Granulomatosis disciformis in a non-diabetic patient.

Dear Editor,

Miescher's Granulomatosis (also known as granulomatosis disciformis chronica et progressiva) (GDML) is a chronic disease of unknown etiology, with clinical characteristics that are quite similar to lipoidic necrobiosis (LN) but that differ from this disease due to its anatomopathologic characteristics. In GDML, one can generally observe an exuberant granulomatous reaction, comprised of epithelioid cells, with gigantocytes and plasmocytes, and without necrosis, whereas in the LN, one can observe palisading granulomas with necrobiosis.[1,2]

Few studies have reported on this disease in the literature; however, it is believed that GDML is more commonly found in middle-aged women. Initially, it was proposed that the core difference between GDML and LN was the fact that the former was not associated with diabetes mellitus, with only LN associated to this condition. However, this theory was proven to be unfounded, as it was discovered that both diseases can be associated or not with diabetes mellitus.[1,2,3]

In the present case, a 46-year-old female patient reported the appearance of annular lesions on her forearms and legs over the past three years, with local yet discreet pruritis. The patient presented systemic arterial hypertension, which was treated with propranolol, and the patient denied any prior diagnosis of diabetes mellitus. Upon physical examination, it was possible to observe annular erythematous plaques, with infiltrated edges, together with an atrophic and telangiectatic center, with a yellowish color and an aspect of cigarette paper when wrinkled (Figure 1 and 2). The initial hypothetical diagnosis was of LN, and a biopsy of a lesion on the right forearm was, therefore, performed. The anatomopathologic exam showed a perivascular and interstitial inflammatory infiltrate, comprised of lymphocytes, plasmocytes, and epithelioid macrophages, with the presence of Langhans multinucleated giant cells and thick collagen fibers (Figure 3). The biopsy proved to be compatible with the diagnosis of GDML. Laboratory exams were also requested to investigate the lipid profile and the change in the glycemic curve, which presented no changes. The patient began her treatment with sulfone, administered orally, and topical clobetasol presenting, to date, partial regression of the lesions.

Figure 1

Annular erythematous plaques, with infiltrated edges and a yellowish, atrophic, and telangiectatic center on the legs

Figure 2

Lesion with an aspect of “cigarette paper” when wrinkled

Figure 3

Sclerotic dermis, with tuberculoid granuloma and dense perivascular lymphoplasmacytic component (Hematoxylin & eosin x100)

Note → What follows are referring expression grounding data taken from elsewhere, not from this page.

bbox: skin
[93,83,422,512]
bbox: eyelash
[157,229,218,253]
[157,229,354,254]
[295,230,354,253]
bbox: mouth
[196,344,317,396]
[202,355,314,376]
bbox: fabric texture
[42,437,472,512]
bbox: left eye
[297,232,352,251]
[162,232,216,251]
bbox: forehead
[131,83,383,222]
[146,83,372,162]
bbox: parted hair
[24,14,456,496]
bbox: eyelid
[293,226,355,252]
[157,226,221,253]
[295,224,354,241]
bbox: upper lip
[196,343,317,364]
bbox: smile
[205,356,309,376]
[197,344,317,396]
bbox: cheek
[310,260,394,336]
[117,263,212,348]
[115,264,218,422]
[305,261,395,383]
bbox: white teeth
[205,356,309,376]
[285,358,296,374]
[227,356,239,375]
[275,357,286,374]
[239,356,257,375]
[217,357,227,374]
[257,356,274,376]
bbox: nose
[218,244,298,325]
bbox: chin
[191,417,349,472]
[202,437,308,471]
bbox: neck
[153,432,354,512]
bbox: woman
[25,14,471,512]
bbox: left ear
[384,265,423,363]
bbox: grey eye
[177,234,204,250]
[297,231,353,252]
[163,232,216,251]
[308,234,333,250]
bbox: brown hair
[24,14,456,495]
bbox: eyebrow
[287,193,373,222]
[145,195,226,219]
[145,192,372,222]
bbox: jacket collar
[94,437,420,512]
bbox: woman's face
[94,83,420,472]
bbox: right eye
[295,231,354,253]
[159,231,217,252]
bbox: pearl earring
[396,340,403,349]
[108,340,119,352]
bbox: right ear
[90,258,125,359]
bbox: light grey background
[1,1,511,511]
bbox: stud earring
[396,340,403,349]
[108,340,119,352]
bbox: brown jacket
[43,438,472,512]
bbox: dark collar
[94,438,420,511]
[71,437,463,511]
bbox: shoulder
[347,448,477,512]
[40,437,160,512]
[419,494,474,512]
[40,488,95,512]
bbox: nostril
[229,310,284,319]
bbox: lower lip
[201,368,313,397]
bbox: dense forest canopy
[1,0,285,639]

GDML was described for the first time by Miescher and Leder in 1948. The authors illustrated great clinical similarities of this entity with LN, a chronic disease of unknown origin but that presented distinct histopathological characteristics.[2]

By contrast, other authors, such as Ringrose et al.,[4] believed that GDML was a non-diabetic variant of LN. Later, however, it was shown that many of the GDML patients were in fact pre-diabetics or presented change in their glucose curves, proving that both co-morbidities can be concomitant.[1]

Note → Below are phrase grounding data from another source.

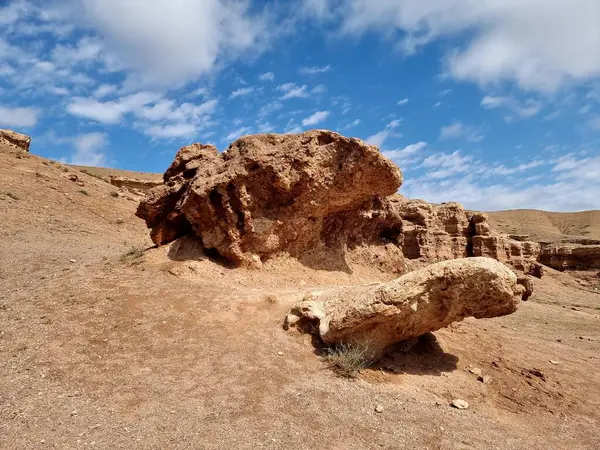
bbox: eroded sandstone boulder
[0,129,31,152]
[137,131,402,266]
[285,257,524,358]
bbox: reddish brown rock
[137,130,403,266]
[0,129,31,152]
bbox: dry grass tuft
[324,341,374,379]
[119,245,146,263]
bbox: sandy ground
[1,145,599,449]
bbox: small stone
[478,375,492,384]
[451,399,469,410]
[549,360,560,365]
[70,259,76,263]
[277,351,284,356]
[71,410,78,416]
[468,367,482,376]
[374,404,384,413]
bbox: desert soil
[1,144,599,449]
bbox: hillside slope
[488,209,600,242]
[1,144,599,450]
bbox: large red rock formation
[137,130,541,273]
[137,131,402,266]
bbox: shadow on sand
[373,333,458,376]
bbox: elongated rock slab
[286,257,525,358]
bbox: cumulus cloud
[305,0,600,92]
[66,92,162,124]
[0,105,39,128]
[70,132,108,166]
[302,110,330,126]
[59,0,271,86]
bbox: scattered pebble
[277,351,284,356]
[468,367,482,376]
[374,404,384,413]
[478,375,492,384]
[550,360,560,365]
[70,259,76,263]
[451,399,469,410]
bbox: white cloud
[56,0,270,86]
[386,119,402,129]
[306,0,600,92]
[439,121,484,142]
[433,101,442,108]
[383,141,427,166]
[277,83,310,100]
[70,132,108,166]
[397,98,409,105]
[302,110,330,126]
[366,130,391,148]
[145,123,197,139]
[344,119,361,129]
[225,126,252,141]
[299,65,331,75]
[258,101,283,118]
[0,105,39,128]
[420,150,473,179]
[259,71,274,81]
[66,92,161,124]
[229,87,255,99]
[365,118,403,148]
[481,95,541,118]
[403,154,600,211]
[93,84,118,98]
[51,37,103,66]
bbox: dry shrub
[324,341,374,378]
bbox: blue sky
[1,0,600,211]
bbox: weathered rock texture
[108,176,163,193]
[286,257,524,358]
[0,129,31,152]
[137,131,402,266]
[137,130,543,272]
[539,243,600,270]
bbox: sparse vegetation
[120,245,146,263]
[264,294,277,305]
[324,341,374,378]
[78,189,90,196]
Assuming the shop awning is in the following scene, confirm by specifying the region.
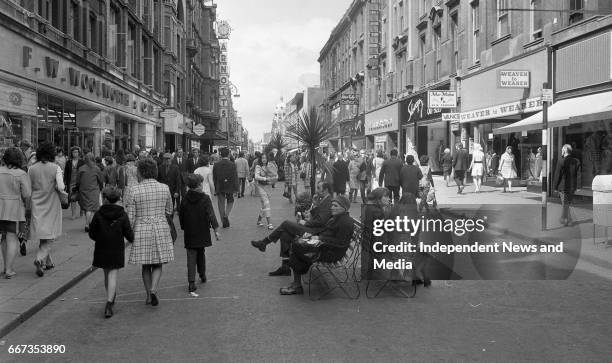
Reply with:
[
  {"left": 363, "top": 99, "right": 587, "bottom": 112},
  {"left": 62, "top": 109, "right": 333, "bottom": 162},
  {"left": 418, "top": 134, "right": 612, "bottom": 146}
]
[{"left": 493, "top": 91, "right": 612, "bottom": 135}]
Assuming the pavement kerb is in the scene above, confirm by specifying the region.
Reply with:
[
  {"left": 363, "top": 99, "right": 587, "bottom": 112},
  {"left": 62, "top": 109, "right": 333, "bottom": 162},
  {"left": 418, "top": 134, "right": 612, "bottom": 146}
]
[{"left": 0, "top": 265, "right": 98, "bottom": 339}]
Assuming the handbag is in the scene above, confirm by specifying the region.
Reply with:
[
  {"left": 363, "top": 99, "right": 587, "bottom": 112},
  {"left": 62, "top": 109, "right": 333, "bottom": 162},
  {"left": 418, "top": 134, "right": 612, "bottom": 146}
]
[
  {"left": 495, "top": 174, "right": 505, "bottom": 186},
  {"left": 167, "top": 214, "right": 177, "bottom": 243},
  {"left": 282, "top": 184, "right": 292, "bottom": 199},
  {"left": 58, "top": 189, "right": 69, "bottom": 209},
  {"left": 300, "top": 171, "right": 306, "bottom": 179}
]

The etiology, of both LN and GDML, is still rather unknown. It is believed that changes in the small blood vessels of the skin and hypodermis are important in their pathogeneses, and that habits, like smoking, can worsen vascular damage or even precipitate the clinical manifestation of the disease. The amount of smoking and the beginning of the smoking habit are important risk factors for the development of GDML. Other factors include venous stasis, genetic predisposition, and trauma.[4]

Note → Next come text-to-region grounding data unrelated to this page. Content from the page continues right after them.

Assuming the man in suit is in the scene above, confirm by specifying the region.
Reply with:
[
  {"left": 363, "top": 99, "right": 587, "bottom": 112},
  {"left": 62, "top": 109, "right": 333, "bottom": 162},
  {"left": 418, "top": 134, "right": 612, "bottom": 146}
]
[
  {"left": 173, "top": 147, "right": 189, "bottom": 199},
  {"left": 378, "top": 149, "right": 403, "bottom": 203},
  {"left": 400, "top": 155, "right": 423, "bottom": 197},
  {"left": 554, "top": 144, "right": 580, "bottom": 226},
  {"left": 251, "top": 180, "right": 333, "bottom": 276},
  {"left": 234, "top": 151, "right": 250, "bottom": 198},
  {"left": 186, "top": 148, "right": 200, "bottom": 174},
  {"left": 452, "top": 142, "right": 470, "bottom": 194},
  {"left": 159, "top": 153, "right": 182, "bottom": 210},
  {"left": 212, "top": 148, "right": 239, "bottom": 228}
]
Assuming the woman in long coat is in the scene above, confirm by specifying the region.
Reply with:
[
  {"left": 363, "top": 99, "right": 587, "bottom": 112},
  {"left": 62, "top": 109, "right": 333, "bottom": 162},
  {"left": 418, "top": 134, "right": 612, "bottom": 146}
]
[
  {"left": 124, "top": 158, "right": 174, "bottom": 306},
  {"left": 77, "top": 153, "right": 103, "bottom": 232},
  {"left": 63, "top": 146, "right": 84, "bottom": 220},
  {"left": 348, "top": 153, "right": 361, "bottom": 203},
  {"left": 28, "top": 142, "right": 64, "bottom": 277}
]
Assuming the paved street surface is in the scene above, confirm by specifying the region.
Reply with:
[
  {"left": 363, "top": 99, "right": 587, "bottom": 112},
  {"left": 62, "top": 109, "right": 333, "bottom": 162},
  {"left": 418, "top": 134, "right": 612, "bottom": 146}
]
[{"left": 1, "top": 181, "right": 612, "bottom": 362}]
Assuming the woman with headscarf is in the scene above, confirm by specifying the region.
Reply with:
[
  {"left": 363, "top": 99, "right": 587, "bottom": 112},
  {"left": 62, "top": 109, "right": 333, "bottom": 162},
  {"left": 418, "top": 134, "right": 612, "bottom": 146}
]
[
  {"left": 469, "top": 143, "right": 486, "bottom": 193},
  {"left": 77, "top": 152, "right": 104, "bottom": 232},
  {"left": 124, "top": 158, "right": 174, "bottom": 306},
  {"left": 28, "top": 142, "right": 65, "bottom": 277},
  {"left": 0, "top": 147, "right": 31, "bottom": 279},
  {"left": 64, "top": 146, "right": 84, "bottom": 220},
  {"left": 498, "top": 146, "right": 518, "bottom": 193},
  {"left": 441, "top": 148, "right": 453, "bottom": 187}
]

Clinically, GDML can also be confused with LN. The lesions are normally bilateral and symmetric on the anterior surface of the lower and upper limbs, slightly yellow, of a firm consistency, of a translucent and shiny surface, with a discretely atrophic center and subtly raised edges.[1,2,3]

From the histopathological point of view, GDML joins the following aspects that differentiate it from LN. First, the intense participation of the hypodermis can be observed in specific cases, together with a larger quantity of plasmocytes in the site; a minimal degree of necrobiosis; an area of hyalinization of collagen; and the absence or lack of mucin deposits. By contrast, in the LM, one can almost always observe the presence of "palisading granulomas" with necrobiosis.[1,2,3]

The treatment for LN and GDML is difficult to determine, as strong topical corticosteroids, systemic corticosteroids, pentoxifylline, puva therapy, mycophenolate mofetil, chloroquine, sulfone, and anti-TNFs can all be used. It is important to highlight that one of the main long-term risks of NL is its transformation in squamous cell carcinoma.[5]

The present case reported on a middle-aged, non-diabetic female patient who had reported the appearance of lesions on her limbs three years three years before. The clinical condition of this case was very similar to that of LN, and the diagnosis of the disease was only able to be confirmed by performing an anatomopathologic exam that was compatible with GDML.

It is important to note that, due to its rarity and its morphological similarity to LN, GDML is subject to being clinically underdiagnosed, and a biopsy should always be performed to confirm a proper histopathological diagnosis.